How To Hire For Your Fast Growing Sales Team

Hiring for a sales team is hard especially if you don’t come from a sales background. You have to hire based on the individual level (will this person perform well?) and also at the group level (will these people work well together to accomplish goals as a team?).

We’ve detailed two criterion that you can use to evaluate candidates, with some clear cut guidelines to help make your hiring decisions easier.

We think you should focus on:

  • Sales Talent (for individual success)
  • Diversity (for the success of the team)

How To Identify Sales Talent

Sales talent is different from other kinds of talent. It’s not the talent of software engineer or symphonic pianist. Good SaaS sales people have to be effective communicators, socially strategic, technical, hardworking and patient.

Here’s a good breakdown of evaluating sales talent:

Intelligence:

There are a lot of stereotypes about good salespeople being the former high school popular kid who gets B minuses and C pluses. For good software salespeople this couldn’t be further from the truth. Your company needs smart salespeople. Can you evaluate this by looking at what school a candidate went to and what grades they got? This might help a bit, but it’s better to evaluate intelligence through a conversation during the interview.

Here’s a great question to ask to evaluate intelligence, and its favorite of mega-investor Peter Thiel.

“What is an opinion you have the most other people disagree with?”

An intelligent person will be able to give a thoughtful response because intelligent people think outside of the box.

Ability To Learn (And Be Coached):

Oftentimes this is referred to as ‘coachability.’ But what happens if you’re a CEO with no sales experience hiring your first two AE’s? In this case you need salespeople who can recognize their own mistakes and areas to improve, and figure out how to do better. We’ve found that salespeople who are naturally curious and humble are able to learn from others (management, coaches, peers) and from their own experience. This is something you need to hire for.

Hunger, Hustle, Heart:

Is this person going to work hard enough to foster a culture of competitiveness on my team and drive revenue? You can evaluate this by asking about career goals (people who have high ambitions want to beat the competition to make it to the top). People who played sports in high school or college typically fit this criterion, but so do candidates who did not. You’ll have to go with your gut on this one for the most part.

Hiring For Diversity

We think diversity is perhaps the most important component for having a successful sales team. This is true for the sake of driving revenue, as sales teams that have diverse backgrounds are able to pursue a wider variety of accounts. It’s even more important for internal culture however, as teams that lack diversity often form cliques, and the development of cliques at a startup is highly counterproductive.

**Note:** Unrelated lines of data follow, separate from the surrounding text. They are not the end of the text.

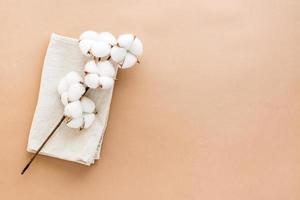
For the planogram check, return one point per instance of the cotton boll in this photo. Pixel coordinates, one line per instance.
(108, 37)
(129, 61)
(118, 54)
(85, 46)
(91, 67)
(62, 86)
(88, 120)
(73, 77)
(90, 35)
(92, 80)
(76, 122)
(125, 40)
(106, 82)
(73, 109)
(136, 47)
(106, 68)
(75, 91)
(100, 48)
(87, 105)
(64, 98)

We think you should try your best to hire for the following kinds of diversity when building your early sales team:

Gender diversity:

Study after study has concluded that sales teams with a sizable portion of women almost always outperform their male dominated counterparts. For various reasons (perhaps being more empathetic generally), women are typically 5% more likely to close a deal then male salespeople.

Cultural diversity:

Having a mixture of cultural backgrounds at a company is vital to having a strong ‘company culture’. The more backgrounds their are, the more perspectives and ideas permeate the company. This promotes individualism, creativity and prevents ‘group think’. Not to mention there are massive opportunities to sell SaaS in Asian and Latin American markets which require salespeople from those backgrounds.

Experience diversity:  

As we mentioned earlier it is important for early sales hires to be aggressive and hungry. This often times means hiring sales people with less experience than usual who can ‘grow with’ the company so to speak. However when a company starts selling large contracts to Fortune 500 companies, it most likely will need to hire more experienced sales reps who have done something similar. That being said, with a mixture (for example one experienced rep and two less experienced) the experienced rep can coach the newer ones, while the newer ones keep the experienced rep hungry and on her toes.